Na manhã ensolarada daquele sábado, 1º de abril de 1589, Galileu Galilei (1564-1642), levando na mão direita uma esfera de ferro de 10 libras (4,53kg) e na esquerda outra, também de fero, de uma libra (453 g), percorreu, vagarosamente, os 56 metros e os 294 degraus, até chegar, pelo lado mais baixo, ao topo do campanário da Catedral de Pisa. No alto da famosa torre inclinada, ajeitou, com esmero, as duas esferas sobre a murada. Lá embaixo, aglomeravam-se os vetustos catedráticos da Universidade de Pisa, os estudantes da renomada instituição e alguns curiosos, todos devidamente postados, para assistirem a experiência do jovem professor que ousara desafiar Aristóteles e afrontar a Escolástica. Sorrisos irônicos e certa expectativa grassavam entre os presentes, diante da possiblidade daquele jovem petulante receber uma lição de modéstia da qual se lembraria para o resto de sua vida. De repente, fez-se silêncio. Galileu, no alto da torre, formulou mais uma vez a questão e, após alguns segundos, soltou as duas esferas juntas. Elas caíram juntas e, para surpresa geral, juntas atingiram o solo.

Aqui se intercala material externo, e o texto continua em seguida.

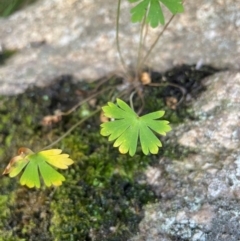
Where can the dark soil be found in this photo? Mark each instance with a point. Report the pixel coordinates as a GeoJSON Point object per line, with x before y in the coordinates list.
{"type": "Point", "coordinates": [102, 197]}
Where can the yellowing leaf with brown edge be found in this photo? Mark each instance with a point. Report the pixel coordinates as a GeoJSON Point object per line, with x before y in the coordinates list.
{"type": "Point", "coordinates": [41, 162]}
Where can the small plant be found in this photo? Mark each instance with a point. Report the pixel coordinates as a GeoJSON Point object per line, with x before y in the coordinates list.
{"type": "Point", "coordinates": [33, 163]}
{"type": "Point", "coordinates": [128, 126]}
{"type": "Point", "coordinates": [125, 128]}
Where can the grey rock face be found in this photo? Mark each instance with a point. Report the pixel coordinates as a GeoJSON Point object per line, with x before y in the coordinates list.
{"type": "Point", "coordinates": [56, 37]}
{"type": "Point", "coordinates": [200, 192]}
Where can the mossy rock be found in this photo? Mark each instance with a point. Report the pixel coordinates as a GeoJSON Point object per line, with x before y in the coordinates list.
{"type": "Point", "coordinates": [104, 191]}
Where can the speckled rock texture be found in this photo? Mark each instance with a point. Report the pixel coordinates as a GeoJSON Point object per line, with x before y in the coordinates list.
{"type": "Point", "coordinates": [62, 37]}
{"type": "Point", "coordinates": [199, 192]}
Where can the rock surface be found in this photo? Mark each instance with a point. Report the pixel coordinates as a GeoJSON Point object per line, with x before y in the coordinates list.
{"type": "Point", "coordinates": [200, 192]}
{"type": "Point", "coordinates": [56, 37]}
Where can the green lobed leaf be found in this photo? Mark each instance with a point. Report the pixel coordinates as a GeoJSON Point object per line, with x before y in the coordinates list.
{"type": "Point", "coordinates": [128, 128]}
{"type": "Point", "coordinates": [154, 10]}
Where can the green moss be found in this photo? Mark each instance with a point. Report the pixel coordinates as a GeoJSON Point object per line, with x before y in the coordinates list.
{"type": "Point", "coordinates": [102, 198]}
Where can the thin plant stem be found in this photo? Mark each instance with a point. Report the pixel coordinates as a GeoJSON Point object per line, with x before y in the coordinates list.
{"type": "Point", "coordinates": [117, 37]}
{"type": "Point", "coordinates": [140, 46]}
{"type": "Point", "coordinates": [156, 40]}
{"type": "Point", "coordinates": [131, 99]}
{"type": "Point", "coordinates": [71, 129]}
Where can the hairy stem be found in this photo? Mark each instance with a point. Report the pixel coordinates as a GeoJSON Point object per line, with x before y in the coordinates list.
{"type": "Point", "coordinates": [140, 46]}
{"type": "Point", "coordinates": [117, 37]}
{"type": "Point", "coordinates": [156, 40]}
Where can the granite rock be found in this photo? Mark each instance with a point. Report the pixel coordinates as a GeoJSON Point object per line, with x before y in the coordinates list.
{"type": "Point", "coordinates": [59, 37]}
{"type": "Point", "coordinates": [199, 192]}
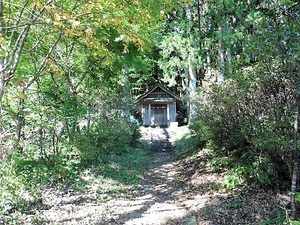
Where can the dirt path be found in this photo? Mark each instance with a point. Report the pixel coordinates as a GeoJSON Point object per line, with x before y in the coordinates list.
{"type": "Point", "coordinates": [158, 197]}
{"type": "Point", "coordinates": [184, 192]}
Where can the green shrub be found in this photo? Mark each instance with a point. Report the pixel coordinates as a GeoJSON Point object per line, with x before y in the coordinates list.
{"type": "Point", "coordinates": [107, 136]}
{"type": "Point", "coordinates": [250, 126]}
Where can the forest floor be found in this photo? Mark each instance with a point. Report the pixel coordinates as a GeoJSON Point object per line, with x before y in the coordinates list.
{"type": "Point", "coordinates": [171, 191]}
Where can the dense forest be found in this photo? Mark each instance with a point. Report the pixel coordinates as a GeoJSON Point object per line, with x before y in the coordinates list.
{"type": "Point", "coordinates": [70, 71]}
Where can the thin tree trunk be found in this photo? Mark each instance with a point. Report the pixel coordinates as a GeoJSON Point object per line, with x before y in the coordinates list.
{"type": "Point", "coordinates": [220, 77]}
{"type": "Point", "coordinates": [295, 177]}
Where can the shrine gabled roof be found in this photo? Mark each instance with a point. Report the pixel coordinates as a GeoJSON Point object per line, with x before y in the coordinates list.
{"type": "Point", "coordinates": [153, 89]}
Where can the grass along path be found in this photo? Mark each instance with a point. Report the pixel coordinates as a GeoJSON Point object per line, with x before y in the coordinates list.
{"type": "Point", "coordinates": [170, 192]}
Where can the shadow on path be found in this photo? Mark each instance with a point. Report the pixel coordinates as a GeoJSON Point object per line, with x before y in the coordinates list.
{"type": "Point", "coordinates": [158, 195]}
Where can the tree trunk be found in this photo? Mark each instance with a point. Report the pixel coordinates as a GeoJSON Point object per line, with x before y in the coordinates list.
{"type": "Point", "coordinates": [220, 77]}
{"type": "Point", "coordinates": [295, 176]}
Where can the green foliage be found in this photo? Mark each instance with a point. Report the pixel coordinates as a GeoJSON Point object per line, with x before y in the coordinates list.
{"type": "Point", "coordinates": [107, 136]}
{"type": "Point", "coordinates": [243, 126]}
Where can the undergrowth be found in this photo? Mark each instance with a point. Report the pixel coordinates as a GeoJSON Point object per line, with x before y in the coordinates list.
{"type": "Point", "coordinates": [23, 177]}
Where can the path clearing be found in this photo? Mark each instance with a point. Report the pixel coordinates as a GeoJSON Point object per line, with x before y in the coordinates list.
{"type": "Point", "coordinates": [184, 192]}
{"type": "Point", "coordinates": [158, 198]}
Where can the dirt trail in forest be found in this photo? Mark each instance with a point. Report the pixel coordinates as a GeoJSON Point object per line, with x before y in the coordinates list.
{"type": "Point", "coordinates": [183, 192]}
{"type": "Point", "coordinates": [158, 199]}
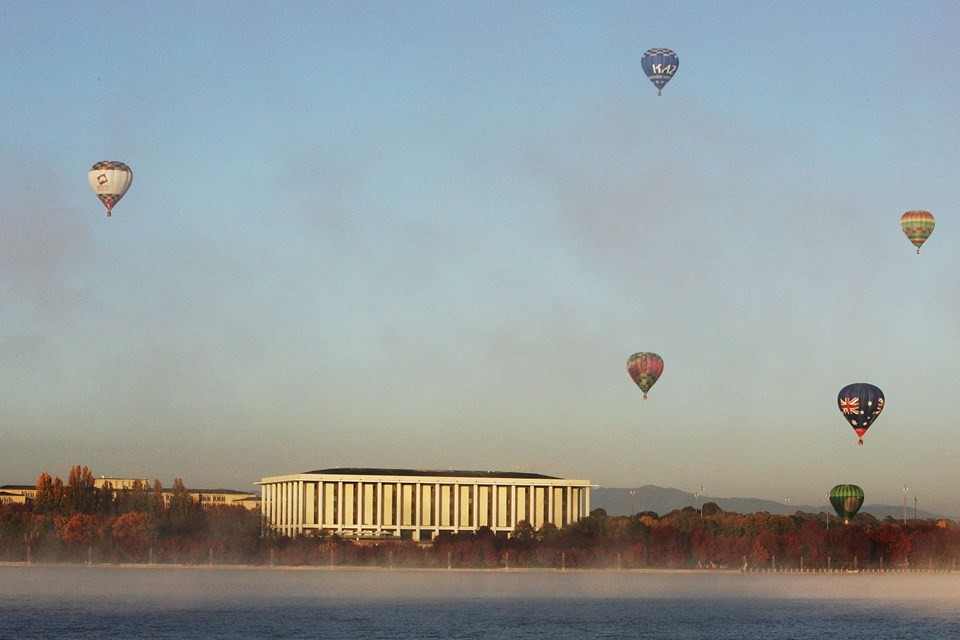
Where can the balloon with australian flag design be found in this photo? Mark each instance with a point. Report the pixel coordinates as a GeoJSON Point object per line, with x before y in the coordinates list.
{"type": "Point", "coordinates": [660, 65]}
{"type": "Point", "coordinates": [860, 403]}
{"type": "Point", "coordinates": [645, 369]}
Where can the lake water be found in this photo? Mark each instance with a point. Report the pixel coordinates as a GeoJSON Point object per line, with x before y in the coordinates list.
{"type": "Point", "coordinates": [134, 603]}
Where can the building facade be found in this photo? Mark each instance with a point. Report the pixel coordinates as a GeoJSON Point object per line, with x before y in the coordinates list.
{"type": "Point", "coordinates": [417, 505]}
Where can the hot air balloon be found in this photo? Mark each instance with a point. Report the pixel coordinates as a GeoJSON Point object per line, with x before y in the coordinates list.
{"type": "Point", "coordinates": [660, 65]}
{"type": "Point", "coordinates": [917, 225]}
{"type": "Point", "coordinates": [645, 369]}
{"type": "Point", "coordinates": [860, 404]}
{"type": "Point", "coordinates": [846, 500]}
{"type": "Point", "coordinates": [110, 180]}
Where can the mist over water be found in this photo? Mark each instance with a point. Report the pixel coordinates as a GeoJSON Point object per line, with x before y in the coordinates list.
{"type": "Point", "coordinates": [163, 602]}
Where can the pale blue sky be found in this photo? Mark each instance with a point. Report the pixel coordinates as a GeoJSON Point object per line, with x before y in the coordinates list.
{"type": "Point", "coordinates": [430, 235]}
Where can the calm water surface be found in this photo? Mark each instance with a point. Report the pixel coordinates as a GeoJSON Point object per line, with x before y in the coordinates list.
{"type": "Point", "coordinates": [158, 602]}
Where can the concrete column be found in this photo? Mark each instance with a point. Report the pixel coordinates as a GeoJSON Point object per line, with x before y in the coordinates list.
{"type": "Point", "coordinates": [378, 516]}
{"type": "Point", "coordinates": [339, 515]}
{"type": "Point", "coordinates": [475, 511]}
{"type": "Point", "coordinates": [320, 504]}
{"type": "Point", "coordinates": [456, 507]}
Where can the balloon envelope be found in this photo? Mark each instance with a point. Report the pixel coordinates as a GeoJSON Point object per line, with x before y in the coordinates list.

Era o tiro de misericórdia em Aristóteles e na afirmação, feita cerca de dois mil anos antes, que, se dois pesos diferentes, da mesma matéria, caíssem da mesma altura, o mais pesado atingiria a Terra antes do mais leve, na proporção dos respetivos pesos. Galileu insistia que, exceto por uma diferença insignificante, devido à desproporção da resistência do ar, os pesos cairiam no mesmo tempo. Depois, Galileu desprezando a resistência do ar, teria anunciado que todos os corpos caem no mesmo tempo na mesma altura. Enfim, os aristotélicos, que ridicularizavam essa ideia, ficaram atônitos com o que acabaram de presenciar. Galileu, definitivamente, mandava Aristóteles e os manuais da Escolástica para as prateleiras empoeiradas das bibliotecas.
Gostou da história que foi contada nos dois parágrafos anteriores? Talvez, até tenha lembranças de já ter lido sobre isso em outro lugar. Vou pedir licença para lhe dizer que esqueça essa história. Tudo que foi escrito é ficção. E não apenas o primeiro parágrafo, que falsei a data e a descrição da cena, mas, repito, tudo! Essa famosa experiência de Galileu Galilei na torre inclinada de Pisa é uma lenda, que vem sendo reprisada nos manuais escolares desde o século XVII, com mais ou menos detalhes, dependendo do verniz da pena de quem a descreve. E quem afirma isso não sou eu, mas o historiador Alexandre Koyré, renomado pelos seus estudos de história do pensamento científico. Então, resta-nos entender os argumentos de Koyré para ter chegado a essa conclusão.
Alexandre Koyré, após exaustiva busca, concluiu que a origem dessa fake news do século XVII foi a obra de Vicenzo Viviani, Racconto istorico della vita di Galilei, publicada em 1654. Esse livro, datado de uns 60 anos depois do suposto acontecimento, traz um relato fantasioso da experiência feita por Galileu Galilei no campanário de Pisa. Não há nada sobre isso que tenha sido deixado escrito pro Galileu e nem por qualquer outro contemporâneo. Não há registro de que alguém tenha presenciado essa fantástica experiência. Os que vieram depois de Viviani limitaram-se a repetir o suado enredo, dando ênfase ao ataque ao aristotelismo, à experiência pública no alto da torre inclinada, ao sucesso da experiência pela queda simultânea dos dois corpos, à consternação dos adversários, etc., com mais ou menos ênfase, conforme a capacidade de produzir ficção de cada autor.
Galileu Galilei não fez essa experiência, segundo Alexandre Koyré, porque não havia necessidade de fazê-la. E, para a sorte de Galileu, ainda bem que não fez, pois se tivesse feito, nos moldes relatados pelos historiadores, os resultados o teriam deixado desacreditado. Galileu não fez essa experiência e nem mesmo a imaginou porque não era um empirista experimentador. Ele, efetivamente, sabia que a afirmação de que todos os corpos caiam com uma velocidade igual somente é verdadeira para o caso abstrato do movimento no vácuo.